What is the competitive advantage of (4R, 12aS) -N- (2,4-difluorobenzyl) -7-hydroxy-4-methyl-6,8-dioxo-3,4,6,8,12,12a-hexahydro-2H-pyrido [1 ′, 2 ′: 4,5] pyrazino [2,1-b] [1,3] oxazine-9-formamide in the market?

"Tianwen Kaiwu" contains: " (4R, 12aS) -N- (2,4-diallyl) -7-hydroxy-4-methyl-6,8-dioxide-3,4,6,8,12,12a-octahydro-2H-quinoline and its [1 ', 2': 4,5] quinolino [2,1-b] [1,3] oxazine, its shape is very different."

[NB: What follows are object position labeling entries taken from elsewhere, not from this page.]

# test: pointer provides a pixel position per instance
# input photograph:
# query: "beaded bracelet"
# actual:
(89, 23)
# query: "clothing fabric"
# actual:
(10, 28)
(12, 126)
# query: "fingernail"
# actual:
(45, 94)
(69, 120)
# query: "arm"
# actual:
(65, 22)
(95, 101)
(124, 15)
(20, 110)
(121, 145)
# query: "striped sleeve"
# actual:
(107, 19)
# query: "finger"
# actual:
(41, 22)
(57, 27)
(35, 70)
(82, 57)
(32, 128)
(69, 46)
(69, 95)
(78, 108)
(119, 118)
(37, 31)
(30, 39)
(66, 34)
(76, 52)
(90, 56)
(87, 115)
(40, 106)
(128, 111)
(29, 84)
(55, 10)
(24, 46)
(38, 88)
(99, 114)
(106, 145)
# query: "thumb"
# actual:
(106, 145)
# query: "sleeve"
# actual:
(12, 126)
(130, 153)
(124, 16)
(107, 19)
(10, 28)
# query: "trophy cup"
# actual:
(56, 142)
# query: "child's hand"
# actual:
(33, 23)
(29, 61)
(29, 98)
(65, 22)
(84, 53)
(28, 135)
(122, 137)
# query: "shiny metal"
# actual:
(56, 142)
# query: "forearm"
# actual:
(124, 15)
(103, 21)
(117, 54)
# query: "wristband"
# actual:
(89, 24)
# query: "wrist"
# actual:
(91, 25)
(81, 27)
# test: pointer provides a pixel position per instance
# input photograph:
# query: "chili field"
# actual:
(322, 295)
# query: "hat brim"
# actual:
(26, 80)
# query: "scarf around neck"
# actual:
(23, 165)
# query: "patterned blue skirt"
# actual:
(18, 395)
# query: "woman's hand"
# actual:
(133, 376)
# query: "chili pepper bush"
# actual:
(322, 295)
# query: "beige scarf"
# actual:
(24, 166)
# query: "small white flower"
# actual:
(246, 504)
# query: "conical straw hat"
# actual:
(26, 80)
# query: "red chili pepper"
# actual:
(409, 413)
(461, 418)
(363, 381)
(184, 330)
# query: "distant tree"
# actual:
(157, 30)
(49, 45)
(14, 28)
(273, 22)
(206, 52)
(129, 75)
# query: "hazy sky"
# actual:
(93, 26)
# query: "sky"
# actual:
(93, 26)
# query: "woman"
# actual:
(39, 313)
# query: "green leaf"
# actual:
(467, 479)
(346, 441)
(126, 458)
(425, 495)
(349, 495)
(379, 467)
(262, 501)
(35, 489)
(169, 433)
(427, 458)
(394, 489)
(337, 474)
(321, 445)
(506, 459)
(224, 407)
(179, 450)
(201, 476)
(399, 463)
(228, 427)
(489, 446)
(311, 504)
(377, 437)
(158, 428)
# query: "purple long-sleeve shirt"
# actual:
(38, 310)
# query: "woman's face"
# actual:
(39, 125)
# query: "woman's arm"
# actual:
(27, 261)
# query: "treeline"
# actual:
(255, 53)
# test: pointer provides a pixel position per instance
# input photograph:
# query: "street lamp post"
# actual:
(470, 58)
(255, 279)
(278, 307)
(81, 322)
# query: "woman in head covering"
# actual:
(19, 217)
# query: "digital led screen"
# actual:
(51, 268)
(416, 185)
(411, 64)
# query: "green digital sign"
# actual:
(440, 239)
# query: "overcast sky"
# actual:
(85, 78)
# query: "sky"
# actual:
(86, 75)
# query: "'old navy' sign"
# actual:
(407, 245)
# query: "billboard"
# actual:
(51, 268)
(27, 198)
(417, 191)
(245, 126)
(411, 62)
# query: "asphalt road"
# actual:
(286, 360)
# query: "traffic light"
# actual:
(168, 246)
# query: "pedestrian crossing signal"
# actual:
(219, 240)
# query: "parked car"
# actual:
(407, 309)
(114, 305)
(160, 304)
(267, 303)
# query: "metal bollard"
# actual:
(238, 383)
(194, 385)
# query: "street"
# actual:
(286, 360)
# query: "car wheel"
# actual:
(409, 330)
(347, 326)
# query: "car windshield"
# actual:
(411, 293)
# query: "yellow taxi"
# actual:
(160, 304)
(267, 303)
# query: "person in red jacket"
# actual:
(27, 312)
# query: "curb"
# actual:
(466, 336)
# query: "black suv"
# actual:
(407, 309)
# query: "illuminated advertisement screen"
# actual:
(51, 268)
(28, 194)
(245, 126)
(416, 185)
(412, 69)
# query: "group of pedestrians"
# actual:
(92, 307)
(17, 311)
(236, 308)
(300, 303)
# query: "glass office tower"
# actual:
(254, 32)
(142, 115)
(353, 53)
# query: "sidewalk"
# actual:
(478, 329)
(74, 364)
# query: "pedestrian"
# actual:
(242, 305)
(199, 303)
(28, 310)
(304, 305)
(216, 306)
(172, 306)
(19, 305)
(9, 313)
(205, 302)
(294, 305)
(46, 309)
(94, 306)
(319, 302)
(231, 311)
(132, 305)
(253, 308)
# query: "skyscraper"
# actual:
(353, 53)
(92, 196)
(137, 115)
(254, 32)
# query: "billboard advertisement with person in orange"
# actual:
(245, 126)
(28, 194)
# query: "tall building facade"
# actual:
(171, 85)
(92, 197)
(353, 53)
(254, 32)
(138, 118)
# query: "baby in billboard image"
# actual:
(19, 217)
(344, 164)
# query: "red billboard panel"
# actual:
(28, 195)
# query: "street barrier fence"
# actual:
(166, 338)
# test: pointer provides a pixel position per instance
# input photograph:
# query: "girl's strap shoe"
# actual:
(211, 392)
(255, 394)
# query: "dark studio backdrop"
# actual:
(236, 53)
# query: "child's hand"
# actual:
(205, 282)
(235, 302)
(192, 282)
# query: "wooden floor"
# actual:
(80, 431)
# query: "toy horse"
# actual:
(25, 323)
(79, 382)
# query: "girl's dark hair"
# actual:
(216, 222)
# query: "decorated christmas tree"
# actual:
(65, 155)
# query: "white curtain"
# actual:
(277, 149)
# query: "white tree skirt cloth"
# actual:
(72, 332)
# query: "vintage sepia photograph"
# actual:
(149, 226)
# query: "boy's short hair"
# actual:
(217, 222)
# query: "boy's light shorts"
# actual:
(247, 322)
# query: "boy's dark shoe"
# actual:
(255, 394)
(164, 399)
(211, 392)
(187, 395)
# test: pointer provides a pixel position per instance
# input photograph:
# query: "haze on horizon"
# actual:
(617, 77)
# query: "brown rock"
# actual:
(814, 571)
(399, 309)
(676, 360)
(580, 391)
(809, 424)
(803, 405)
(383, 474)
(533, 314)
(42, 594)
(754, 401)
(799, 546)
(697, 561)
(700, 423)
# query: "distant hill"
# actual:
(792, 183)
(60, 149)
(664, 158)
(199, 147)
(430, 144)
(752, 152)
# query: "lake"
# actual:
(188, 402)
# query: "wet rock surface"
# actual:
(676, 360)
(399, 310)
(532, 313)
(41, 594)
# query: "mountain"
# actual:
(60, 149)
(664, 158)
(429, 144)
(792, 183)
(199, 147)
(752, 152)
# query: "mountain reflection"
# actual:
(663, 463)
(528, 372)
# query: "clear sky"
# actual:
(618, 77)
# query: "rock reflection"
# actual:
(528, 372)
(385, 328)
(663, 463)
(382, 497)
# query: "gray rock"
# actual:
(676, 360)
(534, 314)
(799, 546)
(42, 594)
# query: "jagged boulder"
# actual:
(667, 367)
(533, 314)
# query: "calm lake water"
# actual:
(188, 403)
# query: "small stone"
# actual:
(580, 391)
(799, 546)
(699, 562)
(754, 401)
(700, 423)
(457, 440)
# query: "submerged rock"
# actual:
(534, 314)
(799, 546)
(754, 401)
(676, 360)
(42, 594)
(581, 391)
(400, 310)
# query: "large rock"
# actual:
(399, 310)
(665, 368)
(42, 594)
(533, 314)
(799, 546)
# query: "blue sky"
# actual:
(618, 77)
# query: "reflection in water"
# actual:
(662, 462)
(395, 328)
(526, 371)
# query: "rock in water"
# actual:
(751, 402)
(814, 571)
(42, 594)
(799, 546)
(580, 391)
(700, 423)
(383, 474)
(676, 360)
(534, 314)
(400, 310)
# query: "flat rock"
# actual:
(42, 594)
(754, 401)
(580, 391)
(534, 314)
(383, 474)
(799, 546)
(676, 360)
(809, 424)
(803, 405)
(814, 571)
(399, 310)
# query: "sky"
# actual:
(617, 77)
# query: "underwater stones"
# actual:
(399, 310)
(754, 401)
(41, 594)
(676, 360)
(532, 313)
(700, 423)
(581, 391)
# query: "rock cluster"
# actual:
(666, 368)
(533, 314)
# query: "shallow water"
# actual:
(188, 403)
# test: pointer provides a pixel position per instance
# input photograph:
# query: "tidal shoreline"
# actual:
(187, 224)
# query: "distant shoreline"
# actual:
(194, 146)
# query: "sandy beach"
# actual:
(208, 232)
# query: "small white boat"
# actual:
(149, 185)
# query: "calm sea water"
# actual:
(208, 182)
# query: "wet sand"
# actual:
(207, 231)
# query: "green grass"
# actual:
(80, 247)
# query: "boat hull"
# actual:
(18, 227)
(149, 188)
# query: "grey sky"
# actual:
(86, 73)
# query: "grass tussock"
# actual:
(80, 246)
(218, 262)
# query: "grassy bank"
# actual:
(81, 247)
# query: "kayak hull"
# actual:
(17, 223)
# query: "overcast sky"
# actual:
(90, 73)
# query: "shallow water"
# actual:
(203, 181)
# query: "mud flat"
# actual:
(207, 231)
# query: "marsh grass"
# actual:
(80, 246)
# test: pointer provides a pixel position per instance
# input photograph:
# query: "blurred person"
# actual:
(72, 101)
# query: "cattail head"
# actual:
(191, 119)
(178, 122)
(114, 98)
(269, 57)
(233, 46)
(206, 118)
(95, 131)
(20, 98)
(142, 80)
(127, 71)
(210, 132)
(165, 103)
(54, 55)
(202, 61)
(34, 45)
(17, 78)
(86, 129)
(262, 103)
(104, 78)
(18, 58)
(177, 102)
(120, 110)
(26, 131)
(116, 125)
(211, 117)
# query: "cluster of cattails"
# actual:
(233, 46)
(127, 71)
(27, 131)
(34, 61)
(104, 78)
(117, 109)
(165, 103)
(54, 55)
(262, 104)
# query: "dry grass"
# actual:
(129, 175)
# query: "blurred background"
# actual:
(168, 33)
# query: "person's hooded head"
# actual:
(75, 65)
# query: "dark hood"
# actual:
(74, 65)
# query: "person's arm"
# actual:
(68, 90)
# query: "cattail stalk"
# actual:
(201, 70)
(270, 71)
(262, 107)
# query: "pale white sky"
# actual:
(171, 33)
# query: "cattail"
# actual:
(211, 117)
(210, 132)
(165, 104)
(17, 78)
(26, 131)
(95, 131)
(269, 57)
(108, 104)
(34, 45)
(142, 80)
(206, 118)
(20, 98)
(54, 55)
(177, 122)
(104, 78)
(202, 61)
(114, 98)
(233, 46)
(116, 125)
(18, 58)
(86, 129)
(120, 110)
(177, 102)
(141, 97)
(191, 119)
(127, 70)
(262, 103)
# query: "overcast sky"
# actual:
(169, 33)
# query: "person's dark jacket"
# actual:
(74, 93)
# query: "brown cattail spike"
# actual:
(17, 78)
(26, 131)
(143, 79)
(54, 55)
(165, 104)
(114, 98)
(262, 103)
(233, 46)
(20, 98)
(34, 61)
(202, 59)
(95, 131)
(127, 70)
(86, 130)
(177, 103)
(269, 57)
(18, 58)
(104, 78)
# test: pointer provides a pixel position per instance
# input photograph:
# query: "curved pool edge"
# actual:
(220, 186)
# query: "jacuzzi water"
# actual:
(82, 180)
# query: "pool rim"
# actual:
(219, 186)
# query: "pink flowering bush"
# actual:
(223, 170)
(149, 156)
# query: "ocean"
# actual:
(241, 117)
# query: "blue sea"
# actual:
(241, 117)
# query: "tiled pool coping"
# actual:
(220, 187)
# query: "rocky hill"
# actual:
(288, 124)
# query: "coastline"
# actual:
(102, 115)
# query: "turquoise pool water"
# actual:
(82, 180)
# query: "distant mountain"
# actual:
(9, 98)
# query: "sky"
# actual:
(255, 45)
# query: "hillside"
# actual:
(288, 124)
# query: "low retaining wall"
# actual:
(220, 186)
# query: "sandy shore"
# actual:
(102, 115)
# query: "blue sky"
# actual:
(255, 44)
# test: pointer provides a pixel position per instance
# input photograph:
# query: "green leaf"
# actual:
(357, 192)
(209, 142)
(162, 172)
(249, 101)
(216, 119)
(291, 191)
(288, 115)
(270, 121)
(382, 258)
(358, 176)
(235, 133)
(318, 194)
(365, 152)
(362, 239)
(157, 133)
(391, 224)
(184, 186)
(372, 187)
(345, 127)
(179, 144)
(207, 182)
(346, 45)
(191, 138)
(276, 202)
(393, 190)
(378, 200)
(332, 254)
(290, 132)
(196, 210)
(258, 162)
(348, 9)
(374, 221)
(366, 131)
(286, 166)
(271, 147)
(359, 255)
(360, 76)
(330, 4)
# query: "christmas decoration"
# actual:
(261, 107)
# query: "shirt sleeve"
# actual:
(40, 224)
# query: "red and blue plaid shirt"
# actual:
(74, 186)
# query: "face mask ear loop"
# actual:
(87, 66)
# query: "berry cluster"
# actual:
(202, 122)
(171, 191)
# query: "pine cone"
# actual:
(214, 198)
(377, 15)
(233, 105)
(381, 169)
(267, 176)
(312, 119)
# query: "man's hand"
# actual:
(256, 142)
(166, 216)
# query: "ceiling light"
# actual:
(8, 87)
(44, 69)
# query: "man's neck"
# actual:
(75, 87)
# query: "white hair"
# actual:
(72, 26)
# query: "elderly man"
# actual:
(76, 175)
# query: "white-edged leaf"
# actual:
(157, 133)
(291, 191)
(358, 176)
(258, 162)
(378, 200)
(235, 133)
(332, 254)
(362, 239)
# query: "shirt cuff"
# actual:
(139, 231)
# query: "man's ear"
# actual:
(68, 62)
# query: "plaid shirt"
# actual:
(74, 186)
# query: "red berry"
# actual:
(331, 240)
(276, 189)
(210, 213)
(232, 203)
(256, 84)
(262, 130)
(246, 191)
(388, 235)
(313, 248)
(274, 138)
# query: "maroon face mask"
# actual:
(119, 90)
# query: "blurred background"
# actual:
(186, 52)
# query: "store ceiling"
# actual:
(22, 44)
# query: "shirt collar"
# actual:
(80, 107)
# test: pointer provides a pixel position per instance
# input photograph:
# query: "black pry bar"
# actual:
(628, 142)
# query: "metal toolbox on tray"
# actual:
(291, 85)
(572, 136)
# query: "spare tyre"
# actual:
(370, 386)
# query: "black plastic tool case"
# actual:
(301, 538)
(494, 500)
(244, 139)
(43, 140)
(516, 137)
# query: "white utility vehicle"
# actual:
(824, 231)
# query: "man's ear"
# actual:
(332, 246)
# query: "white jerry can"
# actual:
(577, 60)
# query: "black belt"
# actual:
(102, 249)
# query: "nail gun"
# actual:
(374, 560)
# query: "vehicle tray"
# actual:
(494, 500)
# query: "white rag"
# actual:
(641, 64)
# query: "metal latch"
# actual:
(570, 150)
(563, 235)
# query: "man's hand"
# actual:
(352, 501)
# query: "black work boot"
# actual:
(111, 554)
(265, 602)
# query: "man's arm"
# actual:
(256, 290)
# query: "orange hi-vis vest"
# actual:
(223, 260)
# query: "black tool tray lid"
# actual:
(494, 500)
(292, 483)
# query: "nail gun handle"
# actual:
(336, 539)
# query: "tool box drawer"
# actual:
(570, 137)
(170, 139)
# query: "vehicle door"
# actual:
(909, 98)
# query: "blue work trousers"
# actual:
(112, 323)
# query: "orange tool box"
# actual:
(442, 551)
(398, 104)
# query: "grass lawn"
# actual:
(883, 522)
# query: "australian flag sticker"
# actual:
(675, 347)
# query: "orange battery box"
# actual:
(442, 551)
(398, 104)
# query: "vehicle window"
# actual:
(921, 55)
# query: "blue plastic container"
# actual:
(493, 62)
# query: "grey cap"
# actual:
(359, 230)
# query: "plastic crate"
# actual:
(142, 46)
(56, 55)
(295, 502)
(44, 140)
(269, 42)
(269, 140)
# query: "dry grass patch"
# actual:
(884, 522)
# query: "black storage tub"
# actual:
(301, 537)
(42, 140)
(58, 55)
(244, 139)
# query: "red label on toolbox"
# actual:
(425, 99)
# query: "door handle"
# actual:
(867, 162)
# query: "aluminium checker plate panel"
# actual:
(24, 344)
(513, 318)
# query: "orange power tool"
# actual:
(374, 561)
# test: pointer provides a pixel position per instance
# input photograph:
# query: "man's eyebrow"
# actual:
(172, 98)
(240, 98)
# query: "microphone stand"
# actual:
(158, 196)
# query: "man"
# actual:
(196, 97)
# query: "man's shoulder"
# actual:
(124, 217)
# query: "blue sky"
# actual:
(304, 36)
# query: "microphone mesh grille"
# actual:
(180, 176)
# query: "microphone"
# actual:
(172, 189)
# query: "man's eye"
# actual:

As for the competitive advantage of 9-methylindole in the market, it is due to many aspects. Its unique structure shows specific activity in many reactions, which is one of them. It can participate in a variety of key organic synthesis, produce products with high added value, and has a wide range of uses in medicine, materials and other fields. Taking medicine as an example, it can be used as a key intermediate for the synthesis of specific anti-cancer and antibacterial drugs. Due to its good affinity for specific targets, it helps the drug development process.

Furthermore, its synthesis process has been honed and gradually matured, making large-scale production feasible. Production efficiency has been improved, costs have been effectively controlled, and the price is quite attractive when competing in the market. In addition, with the deepening of scientific research, the improvement of its performance awareness, and the continuous development of new application fields, the demand has risen. Therefore, 9-methylindole has a favorable position in the market competition due to its structural advantages, mature processes and expanded applications.